This page is an English summary of our Thai article on termination of employment. It is grounded in the Labour Protection Act and the Civil and Commercial Code so businesses can distinguish between ordinary termination, immediate dismissal for misconduct, and the payments that still remain due.
Written notice is the starting point
Section 17 of the Labour Protection Act provides that when the employment period is not fixed, either side may terminate by giving advance notice in writing at or before a wage payment date, so that termination takes effect on the following wage payment date. The law does not require more than three months of advance notice. The same section also states that a probationary contract is treated as an indefinite-period employment contract.
Pay in lieu of notice
If the employer wants the employee to leave immediately without waiting for the notice period to run, section 17/1 requires payment equal to the wages the employee would have received until the lawful effective termination date. This is separate from statutory severance and should be considered before the dismissal is implemented.
Statutory severance under section 118
- 120 days to less than 1 year: at least 30 days of wages.
- 1 year to less than 3 years: at least 90 days of wages.
- 3 years to less than 6 years: at least 180 days of wages.
- 6 years to less than 10 years: at least 240 days of wages.
- 10 years to less than 20 years: at least 300 days of wages.
- 20 years or more: at least 400 days of wages.
Section 118 also contains special rules for definite-period employment. Businesses should be careful before assuming that a contract is truly fixed-term in the statutory sense, because Thai law limits when that classification is available.
When severance may be withheld
Section 119 allows termination without severance only in specific cases, such as dishonesty, intentional criminal acts against the employer, willful damage, negligence causing serious damage, serious breach of lawful work rules after written warning, unjustified absence for three consecutive working days, or imprisonment by final judgment. These grounds should not be used casually, because if the employer cannot prove the legal ground properly, severance and other payments may still be due.
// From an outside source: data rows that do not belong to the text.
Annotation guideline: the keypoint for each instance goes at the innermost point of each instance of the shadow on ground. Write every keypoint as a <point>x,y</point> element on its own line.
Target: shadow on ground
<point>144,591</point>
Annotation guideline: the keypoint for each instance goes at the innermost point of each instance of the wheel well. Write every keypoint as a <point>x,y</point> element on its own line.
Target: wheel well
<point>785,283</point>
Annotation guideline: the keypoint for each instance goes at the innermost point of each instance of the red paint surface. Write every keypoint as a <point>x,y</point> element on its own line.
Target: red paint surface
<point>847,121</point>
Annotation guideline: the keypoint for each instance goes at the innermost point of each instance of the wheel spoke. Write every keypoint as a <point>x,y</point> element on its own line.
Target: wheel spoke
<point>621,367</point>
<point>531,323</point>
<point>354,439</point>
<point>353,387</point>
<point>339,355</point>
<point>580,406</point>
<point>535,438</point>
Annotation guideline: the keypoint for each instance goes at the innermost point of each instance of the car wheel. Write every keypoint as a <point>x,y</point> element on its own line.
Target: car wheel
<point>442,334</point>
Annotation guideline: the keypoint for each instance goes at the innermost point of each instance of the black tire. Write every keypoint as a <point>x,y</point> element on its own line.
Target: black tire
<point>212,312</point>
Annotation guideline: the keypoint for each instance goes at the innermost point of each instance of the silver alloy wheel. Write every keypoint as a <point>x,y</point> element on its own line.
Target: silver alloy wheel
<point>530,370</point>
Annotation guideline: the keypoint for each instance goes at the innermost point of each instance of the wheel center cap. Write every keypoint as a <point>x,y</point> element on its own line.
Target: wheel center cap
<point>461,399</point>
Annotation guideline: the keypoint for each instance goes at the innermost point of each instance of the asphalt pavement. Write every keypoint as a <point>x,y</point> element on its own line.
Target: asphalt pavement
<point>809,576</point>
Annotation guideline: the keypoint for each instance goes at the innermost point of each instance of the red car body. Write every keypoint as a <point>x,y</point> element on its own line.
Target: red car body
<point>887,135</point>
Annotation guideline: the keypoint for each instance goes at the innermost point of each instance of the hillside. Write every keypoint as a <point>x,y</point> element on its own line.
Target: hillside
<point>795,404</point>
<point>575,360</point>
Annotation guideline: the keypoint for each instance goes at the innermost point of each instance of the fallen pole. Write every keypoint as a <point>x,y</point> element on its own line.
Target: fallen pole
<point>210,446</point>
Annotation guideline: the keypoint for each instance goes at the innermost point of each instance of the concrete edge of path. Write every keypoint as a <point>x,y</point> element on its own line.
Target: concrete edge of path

Other payments employers often miss
Termination analysis should not stop at notice and severance. Under the Labour Protection Act, accrued wage items, overtime, holiday-related payments, and annual holiday wages can still become payable on termination depending on the facts. A technically valid dismissal can still become expensive if final payment handling is incomplete.
Practical takeaway
In Thailand, lawful termination is mainly a process question. Employers should document the ground for termination, check whether written notice or pay in lieu is required, calculate severance under section 118, and confirm whether any section 119 exception is genuinely available before the employment ends.
Primary Thai sources used for this summary
- Labour Protection Act, especially sections 17, 17/1, 67, 118, and 119.
- Civil and Commercial Code, especially sections 582 and 583.
- The bilingual Thai-English labour law compilation in the local source files.